For some reason the conversation made Sofia sad – both sad and uncomfortable – somehow very uncomfortable… The boys seemed to be the type to talk them all round: Tolik was nervous and jumpy, Venya was slow in comparison, yet there was nothing placid in his sluggishness, instead it was heavy somehow, and they worked together like some kind of mesmerising machine, each knowing how to complement the other… And then that thing that Tolik said – it’s li
ke you’re free, completely free… No one had ever talked like that about getting stoned. All they’d done in school was terrify them in health education classes, but no one had given them chapter and verse like this, yet perhaps this was the most important thing about it all?
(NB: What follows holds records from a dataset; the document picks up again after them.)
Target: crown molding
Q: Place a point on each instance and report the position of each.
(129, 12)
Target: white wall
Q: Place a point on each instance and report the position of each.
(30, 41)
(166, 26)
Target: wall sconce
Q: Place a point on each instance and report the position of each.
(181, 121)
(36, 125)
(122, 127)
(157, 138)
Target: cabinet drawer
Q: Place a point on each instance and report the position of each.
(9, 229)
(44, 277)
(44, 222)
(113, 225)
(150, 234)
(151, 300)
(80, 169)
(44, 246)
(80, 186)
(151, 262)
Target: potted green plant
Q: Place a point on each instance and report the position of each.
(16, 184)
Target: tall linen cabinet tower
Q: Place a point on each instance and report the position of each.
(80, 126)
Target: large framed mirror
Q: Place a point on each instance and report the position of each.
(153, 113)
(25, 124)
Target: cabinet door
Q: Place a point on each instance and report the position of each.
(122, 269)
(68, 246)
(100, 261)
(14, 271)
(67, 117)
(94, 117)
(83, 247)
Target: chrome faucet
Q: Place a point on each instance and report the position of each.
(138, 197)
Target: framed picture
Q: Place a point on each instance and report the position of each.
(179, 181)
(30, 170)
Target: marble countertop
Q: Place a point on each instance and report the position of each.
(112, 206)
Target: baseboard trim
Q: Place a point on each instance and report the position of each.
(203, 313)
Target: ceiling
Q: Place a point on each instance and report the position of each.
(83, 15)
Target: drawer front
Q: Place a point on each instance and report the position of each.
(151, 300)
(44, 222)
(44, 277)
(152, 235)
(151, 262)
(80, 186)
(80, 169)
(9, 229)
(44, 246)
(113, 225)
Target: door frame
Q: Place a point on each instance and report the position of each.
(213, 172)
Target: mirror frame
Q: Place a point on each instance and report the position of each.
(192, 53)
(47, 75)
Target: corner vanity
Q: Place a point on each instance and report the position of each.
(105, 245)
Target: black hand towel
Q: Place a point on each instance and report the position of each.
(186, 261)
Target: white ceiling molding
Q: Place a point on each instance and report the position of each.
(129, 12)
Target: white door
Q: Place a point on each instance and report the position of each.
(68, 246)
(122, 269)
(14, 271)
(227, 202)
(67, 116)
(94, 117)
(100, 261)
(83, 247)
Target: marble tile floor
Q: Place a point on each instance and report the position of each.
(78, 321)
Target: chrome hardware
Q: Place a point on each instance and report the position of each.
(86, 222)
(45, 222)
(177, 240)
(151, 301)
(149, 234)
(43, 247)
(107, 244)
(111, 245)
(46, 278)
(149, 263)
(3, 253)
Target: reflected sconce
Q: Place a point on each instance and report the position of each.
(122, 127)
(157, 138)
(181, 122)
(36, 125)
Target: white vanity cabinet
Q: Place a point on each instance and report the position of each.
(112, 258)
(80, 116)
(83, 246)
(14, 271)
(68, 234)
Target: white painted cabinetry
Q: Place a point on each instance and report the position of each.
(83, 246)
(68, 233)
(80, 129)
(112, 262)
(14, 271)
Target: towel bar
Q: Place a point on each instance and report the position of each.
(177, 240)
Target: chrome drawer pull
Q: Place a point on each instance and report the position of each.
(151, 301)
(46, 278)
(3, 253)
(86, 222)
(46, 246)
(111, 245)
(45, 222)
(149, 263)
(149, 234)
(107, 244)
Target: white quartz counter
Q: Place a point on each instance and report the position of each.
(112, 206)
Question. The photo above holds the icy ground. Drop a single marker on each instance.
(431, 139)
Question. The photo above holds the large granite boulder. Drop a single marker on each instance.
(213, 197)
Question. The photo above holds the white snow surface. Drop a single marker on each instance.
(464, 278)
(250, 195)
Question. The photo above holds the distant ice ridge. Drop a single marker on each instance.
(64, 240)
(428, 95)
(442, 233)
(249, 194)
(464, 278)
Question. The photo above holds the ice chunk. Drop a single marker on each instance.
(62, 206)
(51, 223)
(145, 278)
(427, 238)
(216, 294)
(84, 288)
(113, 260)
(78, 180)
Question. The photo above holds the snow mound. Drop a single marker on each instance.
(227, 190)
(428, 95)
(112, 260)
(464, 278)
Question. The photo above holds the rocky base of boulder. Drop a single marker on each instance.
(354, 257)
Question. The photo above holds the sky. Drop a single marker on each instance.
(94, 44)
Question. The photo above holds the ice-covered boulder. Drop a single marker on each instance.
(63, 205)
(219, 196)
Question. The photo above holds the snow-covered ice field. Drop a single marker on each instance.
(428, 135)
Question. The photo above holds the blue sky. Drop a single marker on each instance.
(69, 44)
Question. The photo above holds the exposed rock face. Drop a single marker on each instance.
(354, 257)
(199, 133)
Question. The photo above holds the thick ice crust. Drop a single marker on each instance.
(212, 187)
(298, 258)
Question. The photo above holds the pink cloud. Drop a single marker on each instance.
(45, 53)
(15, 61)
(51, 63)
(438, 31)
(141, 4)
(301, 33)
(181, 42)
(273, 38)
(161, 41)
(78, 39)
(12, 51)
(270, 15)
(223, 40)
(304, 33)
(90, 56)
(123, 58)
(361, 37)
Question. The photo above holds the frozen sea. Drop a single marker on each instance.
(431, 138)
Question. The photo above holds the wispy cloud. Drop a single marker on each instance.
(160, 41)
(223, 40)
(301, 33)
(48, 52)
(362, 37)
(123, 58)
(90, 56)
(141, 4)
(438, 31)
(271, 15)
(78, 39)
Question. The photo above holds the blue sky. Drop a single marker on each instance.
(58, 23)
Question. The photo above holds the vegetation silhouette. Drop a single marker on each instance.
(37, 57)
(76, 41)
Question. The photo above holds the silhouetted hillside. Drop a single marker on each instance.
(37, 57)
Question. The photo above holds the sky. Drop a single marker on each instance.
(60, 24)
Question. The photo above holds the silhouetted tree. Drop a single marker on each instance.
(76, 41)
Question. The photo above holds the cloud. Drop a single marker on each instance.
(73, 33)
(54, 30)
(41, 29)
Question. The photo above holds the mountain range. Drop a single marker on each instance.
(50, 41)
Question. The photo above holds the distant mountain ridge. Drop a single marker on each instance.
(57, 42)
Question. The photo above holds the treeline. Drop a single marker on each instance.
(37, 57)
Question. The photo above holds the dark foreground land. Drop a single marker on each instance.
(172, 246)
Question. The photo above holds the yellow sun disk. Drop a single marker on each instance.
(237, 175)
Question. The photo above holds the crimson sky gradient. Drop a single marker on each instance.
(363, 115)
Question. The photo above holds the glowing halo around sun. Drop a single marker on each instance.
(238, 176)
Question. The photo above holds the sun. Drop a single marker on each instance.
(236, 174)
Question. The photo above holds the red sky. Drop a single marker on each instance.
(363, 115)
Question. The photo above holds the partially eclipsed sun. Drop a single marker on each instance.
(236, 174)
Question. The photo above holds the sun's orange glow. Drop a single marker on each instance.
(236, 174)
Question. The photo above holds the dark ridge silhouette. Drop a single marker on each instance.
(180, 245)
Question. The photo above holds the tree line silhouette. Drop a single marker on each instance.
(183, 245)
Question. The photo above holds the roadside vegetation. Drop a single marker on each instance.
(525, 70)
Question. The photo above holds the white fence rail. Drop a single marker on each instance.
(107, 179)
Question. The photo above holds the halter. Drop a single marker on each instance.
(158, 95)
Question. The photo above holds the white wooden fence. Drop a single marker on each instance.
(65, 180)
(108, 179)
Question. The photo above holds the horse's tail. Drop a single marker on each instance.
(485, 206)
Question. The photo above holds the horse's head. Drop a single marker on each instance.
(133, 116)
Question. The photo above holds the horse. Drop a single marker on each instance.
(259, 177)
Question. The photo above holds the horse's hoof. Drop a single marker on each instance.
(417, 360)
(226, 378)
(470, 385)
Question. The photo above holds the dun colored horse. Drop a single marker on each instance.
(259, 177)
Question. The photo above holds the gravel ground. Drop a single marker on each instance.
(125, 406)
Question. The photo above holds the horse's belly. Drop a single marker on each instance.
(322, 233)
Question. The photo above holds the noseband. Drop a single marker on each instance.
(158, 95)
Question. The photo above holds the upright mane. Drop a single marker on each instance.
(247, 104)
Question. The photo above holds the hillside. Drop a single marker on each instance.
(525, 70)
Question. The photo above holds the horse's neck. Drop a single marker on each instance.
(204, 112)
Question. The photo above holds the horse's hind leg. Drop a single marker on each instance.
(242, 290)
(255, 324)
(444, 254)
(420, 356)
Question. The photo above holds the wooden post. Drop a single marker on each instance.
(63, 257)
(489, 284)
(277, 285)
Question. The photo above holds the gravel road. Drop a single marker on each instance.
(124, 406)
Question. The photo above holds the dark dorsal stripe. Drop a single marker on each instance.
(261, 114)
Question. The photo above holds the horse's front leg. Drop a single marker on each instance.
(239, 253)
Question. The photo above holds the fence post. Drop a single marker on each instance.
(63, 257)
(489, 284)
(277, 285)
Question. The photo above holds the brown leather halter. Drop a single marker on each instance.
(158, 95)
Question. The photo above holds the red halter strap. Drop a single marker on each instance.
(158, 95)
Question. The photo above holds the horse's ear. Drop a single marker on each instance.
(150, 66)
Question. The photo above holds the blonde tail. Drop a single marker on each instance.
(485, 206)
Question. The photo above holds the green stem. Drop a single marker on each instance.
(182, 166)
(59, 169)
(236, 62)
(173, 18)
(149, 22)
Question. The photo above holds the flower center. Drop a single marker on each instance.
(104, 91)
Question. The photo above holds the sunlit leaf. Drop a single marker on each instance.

To Sofia’s right, on a little table by the window, Johnny began rattling about in the coffee box and hurried out. He always did everything in a hurry – he even yawned hurriedly. He abruptly jumped upright on to the cage bars and looked at Sofia questioningly, his nose quivering. He had a sharply pointed nose, sensitive and restive like Johnny Depp’s – like the one he had in The Legend of Sleepy Hollow; the little paws with which he clung to the cage bars were just like human hands with their little pink fingers. Not that they were really human hands; they were hands with long, sharp claws, more like Edward Scissorhands’s… And then there were his eyes, bulging in surprise… those eyes and that face that couldn’t laugh…
For some reason Sofia began to feel very sad for the rat, well, not sad so much as afraid for it. The creature was here and completely at their mercy, as it happened, they were supposed to be responsible for it but they weren’t by any stretch the kind of people it thought them to be: it trusted them, but they could be very dangerous. What would happen if someone more drunk than Sofia were suddenly to get it into their head that rats should be destroyed? She should really let it out of the cage; it had to escape. But it wouldn’t have anywhere to go, would it? It was a situation with no way out, and Sofia felt tearful because of it.